To help developers make sense of users, Twitter’s Fabric suite of tools is introducing ‘Activity Segments’ for Answers.
Specifically, Activity Segments gives developers insight on user activity. It hopes to help developers understand how much we’re not using an app, so an action can be taken to avoid churn.
Retention is important for any developer, and user behavior is often a precursor. By catching patterns early on, developers may be able to hang onto more users.
How Activity Segments works
Information is presented in a graphical format, and follows metadata on how users flow from one state to another. It can help a developer see if high-use users are petering out, or if they’re simply dropping the app cold.
It also works in reverse; users that were using an app sparingly may scale into the high-use category.
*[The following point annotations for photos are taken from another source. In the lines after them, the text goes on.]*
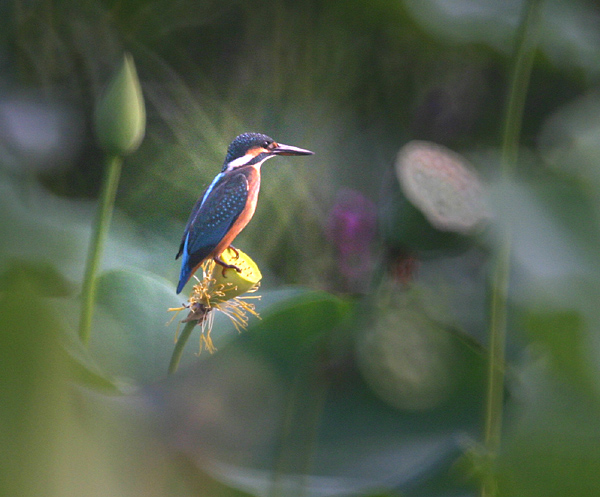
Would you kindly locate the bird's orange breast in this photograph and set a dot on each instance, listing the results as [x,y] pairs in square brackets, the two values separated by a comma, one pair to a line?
[253,175]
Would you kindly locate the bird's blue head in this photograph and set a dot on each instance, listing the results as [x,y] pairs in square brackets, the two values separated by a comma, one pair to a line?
[254,148]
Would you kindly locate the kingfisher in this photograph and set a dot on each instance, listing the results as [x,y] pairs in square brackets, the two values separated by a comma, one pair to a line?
[228,204]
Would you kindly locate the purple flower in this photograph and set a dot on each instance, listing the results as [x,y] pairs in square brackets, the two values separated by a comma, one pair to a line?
[351,227]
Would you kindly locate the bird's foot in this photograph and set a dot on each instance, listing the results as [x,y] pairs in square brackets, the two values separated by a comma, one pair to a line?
[225,266]
[237,252]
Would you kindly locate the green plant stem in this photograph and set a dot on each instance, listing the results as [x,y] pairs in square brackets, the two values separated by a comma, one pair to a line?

There’s also insight on what activities those types of users are taking.
Perhaps most importantly, it shows which users have re-engaged from inactive or low-use states. The data is shown week-to-week.
Along with Answers Events, Activity Segments can get really close to predicting the future. In analyzing user behavior, Answers is now better suited to spot trends before you do — which is probably too late.
An important move for Twitter
The Answers blog post is ripe with platitudes about how great Activity Segments could be for developers, and it’s all very true — but there’s one major issue it doesn’t really touch on: monetization.
Answers lets you see what users are doing, which is positioned as a way to act accordingly with in-app offers or notifications. If you notice users losing interest in your app, a simple sale on in-app purchase items may get them interested again.
But with both Apple and Google making critical changes to subscription policies, Answers can provide insight that could help developers everywhere make a living.
An example: If a $1.99 per month subscription saw users dropping off after 30 days, it suggests the subscription model itself may be faulty. A change to the more approachable $0.99 per month fee could help bring users back — and net a few more.